On April Fool’s Day this month, the Supreme Court, in a unanimous “non-joking” decision in Facebook v Duguid, settled the circuit split, holding unequivocally that an auto-dialer is exactly what the TCPA expressly says it is, a device that must have the capacity to randomly or sequentially generate numbers to be stored, produced, and dialed. The Court reached this result in a classic case of statutory interpretation, utilizing various canons of interpretation to parse the language of the law’s ATDS definition to derive its meaning. Applying the “series-qualifier canon,” the Court said the modifying phrase, “using a random or sequential number generator,” related to both “store” and “produce” telephone numbers to be called, rather than only to one or the other, as Facebook had argued under another canon of interpretation. Thus, a pre-loaded and stored list of numbers that is not randomly or sequentially generated, as might be found in a predictive dialer or a modern cell phone, would not be an ATDS under the TCPA. The presence of a comma separating the preceding phrase from the modifier, “using a random or sequential number generator,” further supported the Court’s interpretation, as “‘[a] qualifying phrase separated from antecedents by a comma is evidence that the qualifier is supposed to apply to all the antecedents instead of only to the immediately preceding one….’ The comma…thus further suggests that Congress intended the phrase “using a random or sequential number generator” to apply equally to both preceding elements, “store” and “produce.” Based on these principles of statutory construction, the Court held that “Congress’ definition of an autodialer requires that in all cases, whether storing or producing numbers to be called, the equipment in question must use a random or sequential number generator.”

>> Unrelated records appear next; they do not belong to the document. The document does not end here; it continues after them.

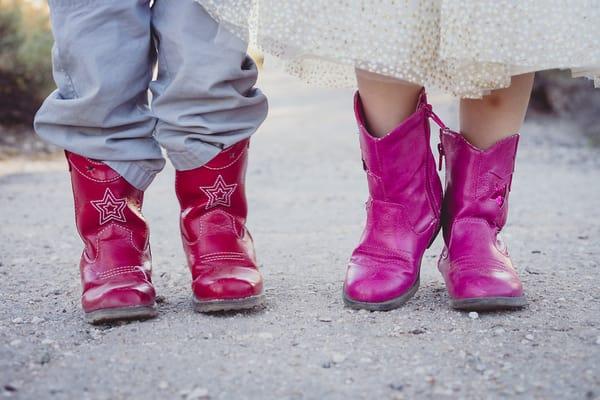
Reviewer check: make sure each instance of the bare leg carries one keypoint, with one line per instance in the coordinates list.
(387, 102)
(484, 122)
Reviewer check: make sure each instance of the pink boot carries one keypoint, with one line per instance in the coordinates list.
(403, 213)
(475, 263)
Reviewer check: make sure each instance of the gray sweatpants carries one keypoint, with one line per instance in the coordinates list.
(203, 99)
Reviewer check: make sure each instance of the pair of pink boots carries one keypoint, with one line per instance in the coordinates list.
(406, 210)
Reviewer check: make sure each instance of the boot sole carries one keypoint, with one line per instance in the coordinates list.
(489, 303)
(383, 306)
(120, 314)
(210, 306)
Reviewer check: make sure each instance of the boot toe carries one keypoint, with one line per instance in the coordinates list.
(485, 283)
(123, 295)
(228, 284)
(377, 285)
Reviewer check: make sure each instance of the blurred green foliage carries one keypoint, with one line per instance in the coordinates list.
(25, 62)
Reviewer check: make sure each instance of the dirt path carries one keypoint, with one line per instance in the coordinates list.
(307, 191)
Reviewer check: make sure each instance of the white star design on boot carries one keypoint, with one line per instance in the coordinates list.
(219, 193)
(110, 208)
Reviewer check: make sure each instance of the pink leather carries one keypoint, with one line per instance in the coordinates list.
(218, 246)
(116, 262)
(475, 262)
(403, 210)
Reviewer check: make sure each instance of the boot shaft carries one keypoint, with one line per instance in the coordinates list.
(105, 205)
(478, 182)
(400, 166)
(213, 197)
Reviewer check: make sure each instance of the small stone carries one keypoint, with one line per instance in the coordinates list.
(265, 335)
(519, 389)
(162, 385)
(198, 394)
(396, 386)
(45, 358)
(338, 358)
(9, 387)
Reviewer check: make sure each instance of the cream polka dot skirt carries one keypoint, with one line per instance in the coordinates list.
(464, 47)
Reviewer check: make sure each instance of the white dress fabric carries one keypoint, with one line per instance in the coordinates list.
(464, 47)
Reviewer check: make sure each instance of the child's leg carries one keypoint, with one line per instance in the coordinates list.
(485, 121)
(207, 109)
(102, 66)
(386, 101)
(204, 97)
(480, 163)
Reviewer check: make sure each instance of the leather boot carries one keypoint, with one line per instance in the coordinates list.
(219, 248)
(403, 212)
(116, 262)
(478, 271)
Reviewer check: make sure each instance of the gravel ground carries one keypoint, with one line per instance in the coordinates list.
(306, 190)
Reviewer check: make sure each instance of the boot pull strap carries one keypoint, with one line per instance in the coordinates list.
(434, 116)
(443, 127)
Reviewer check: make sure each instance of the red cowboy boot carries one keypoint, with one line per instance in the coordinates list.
(478, 271)
(217, 244)
(116, 262)
(403, 212)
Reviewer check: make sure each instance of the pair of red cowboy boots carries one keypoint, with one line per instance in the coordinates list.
(116, 271)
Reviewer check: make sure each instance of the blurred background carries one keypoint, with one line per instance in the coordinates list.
(26, 78)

Addressing Duguid’s warning that accepting the Court’s interpretation would “unleash” a “torrent of robocalls,” the Court said his “quarrel is with Congress, which did not define an autodialer as malleably as he would have liked…This Court must interpret what Congress wrote, which is that “using a random or sequential number generator” modifies both “store” and “produce.”

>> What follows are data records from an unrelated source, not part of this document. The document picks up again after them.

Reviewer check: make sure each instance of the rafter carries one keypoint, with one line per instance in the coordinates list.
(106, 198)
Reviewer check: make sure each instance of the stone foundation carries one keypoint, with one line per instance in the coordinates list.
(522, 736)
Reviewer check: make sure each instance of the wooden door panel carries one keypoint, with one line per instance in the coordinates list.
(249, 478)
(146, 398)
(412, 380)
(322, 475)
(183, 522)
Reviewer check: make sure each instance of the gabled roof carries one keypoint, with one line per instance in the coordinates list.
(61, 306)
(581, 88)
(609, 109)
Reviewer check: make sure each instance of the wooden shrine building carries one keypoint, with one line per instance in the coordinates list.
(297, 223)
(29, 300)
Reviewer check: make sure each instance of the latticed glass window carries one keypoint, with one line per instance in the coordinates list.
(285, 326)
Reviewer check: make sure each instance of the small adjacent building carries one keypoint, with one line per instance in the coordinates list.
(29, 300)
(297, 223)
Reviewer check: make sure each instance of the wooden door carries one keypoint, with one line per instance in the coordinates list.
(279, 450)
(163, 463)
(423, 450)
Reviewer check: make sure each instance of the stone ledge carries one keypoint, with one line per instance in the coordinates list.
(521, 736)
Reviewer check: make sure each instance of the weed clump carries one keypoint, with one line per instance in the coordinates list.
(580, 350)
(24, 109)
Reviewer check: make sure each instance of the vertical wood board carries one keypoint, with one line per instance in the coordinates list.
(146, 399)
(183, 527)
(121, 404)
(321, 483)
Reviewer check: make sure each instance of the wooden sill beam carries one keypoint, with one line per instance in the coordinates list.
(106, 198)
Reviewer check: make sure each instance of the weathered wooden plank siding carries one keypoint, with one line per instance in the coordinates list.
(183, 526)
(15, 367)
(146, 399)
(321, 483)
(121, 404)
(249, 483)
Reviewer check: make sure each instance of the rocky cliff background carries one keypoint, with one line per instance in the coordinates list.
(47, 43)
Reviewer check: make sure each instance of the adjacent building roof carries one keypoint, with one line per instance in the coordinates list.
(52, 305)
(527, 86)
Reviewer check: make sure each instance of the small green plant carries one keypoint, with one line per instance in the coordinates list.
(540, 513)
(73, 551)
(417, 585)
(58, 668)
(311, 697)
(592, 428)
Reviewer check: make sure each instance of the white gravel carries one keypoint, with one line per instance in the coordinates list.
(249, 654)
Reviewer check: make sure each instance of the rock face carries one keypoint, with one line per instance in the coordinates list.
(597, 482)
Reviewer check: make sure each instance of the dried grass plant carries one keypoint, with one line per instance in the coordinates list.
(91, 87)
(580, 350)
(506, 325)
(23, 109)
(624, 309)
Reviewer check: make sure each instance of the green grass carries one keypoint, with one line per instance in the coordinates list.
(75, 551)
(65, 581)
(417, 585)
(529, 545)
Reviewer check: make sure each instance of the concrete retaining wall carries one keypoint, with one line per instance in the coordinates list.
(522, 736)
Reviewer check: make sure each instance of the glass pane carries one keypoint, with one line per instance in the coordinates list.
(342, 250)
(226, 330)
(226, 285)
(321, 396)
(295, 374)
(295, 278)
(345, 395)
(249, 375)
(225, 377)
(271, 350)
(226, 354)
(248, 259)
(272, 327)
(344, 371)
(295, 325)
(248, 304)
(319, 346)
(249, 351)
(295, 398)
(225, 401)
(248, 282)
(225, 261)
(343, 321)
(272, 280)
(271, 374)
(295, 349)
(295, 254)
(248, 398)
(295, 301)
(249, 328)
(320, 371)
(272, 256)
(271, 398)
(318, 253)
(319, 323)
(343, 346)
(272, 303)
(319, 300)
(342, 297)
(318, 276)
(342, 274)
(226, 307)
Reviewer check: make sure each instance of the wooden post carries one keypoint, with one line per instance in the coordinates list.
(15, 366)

Indeed, as the Court spoke, Congress was already considering different bills to respond to consumer and consumer organization complaints about a “torrent of robocalls.” The clear message from the Supreme Court is that the problem is Congress’s to fix, not the judiciary’s. Telemarketing reform has bipartisan support, and the Facebook decision should provide fresh impetus for a legislative solution. Meanwhile, until and unless that happens, the predictive dialing industry and the many telemarketers that use that technology can breathe easier, although best practice has been, and remains, to have prior permission to tele-market to consumers, whether using a dialer with random or sequential generating capacity, or not.